Strona:PL G de Maupassant Mont-Oriol.djvu/51

Ta strona została przepisana.

Trzy różnokolorowe parasolki zostały zagarnięte także w tym pochodzie.
Wszyscy biegli, mężczyźni, kobiety, chłopi, mieszczanie. Padali, podnosili się, biegli znowu i zmieszawszy się razem na drodze podążali do miejsca eksplozyi.
— Poczekajmy trochę — rzekł markiz — zobaczymy wszystko potem, niech się ciekawość powszechna zaspokoi nieco.
Inżynier Aubry-Pasteur upadł i podniósłszy się z wielkim trudem odrzekł:
— Ja wracam do wsi ścieżkami. Nie mam tu więcej już nic do widzenia.
Uścisnął ręce wszystkich, ukłonił się i poszedł.

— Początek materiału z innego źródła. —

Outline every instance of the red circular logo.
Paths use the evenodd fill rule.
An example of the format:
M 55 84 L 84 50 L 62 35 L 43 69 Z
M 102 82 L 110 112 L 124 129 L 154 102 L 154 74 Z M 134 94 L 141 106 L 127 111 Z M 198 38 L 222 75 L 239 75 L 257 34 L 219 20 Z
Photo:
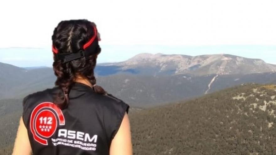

Doktor Honorat znikł także. Rozmawiano o nim właśnie. Markiz zwrócił się do syna:
— Znasz go dopiero od trzech dni, a wyśmiewasz ciągle; skończy się na tem, że go obrazisz.
Gontran wzruszył ramionami.
— Oh, nie! To filozof, to sceptyk. Ręczę ci, że się nie rozgniewa. Kiedy jesteśmy sami, on śmieje się z całego świata i ze wszystkich, poczynając od chorych a kończąc na swoim zakładzie leczniczym. Ręczę ci, że on nigdy nie rozgniewa się za moje żarty!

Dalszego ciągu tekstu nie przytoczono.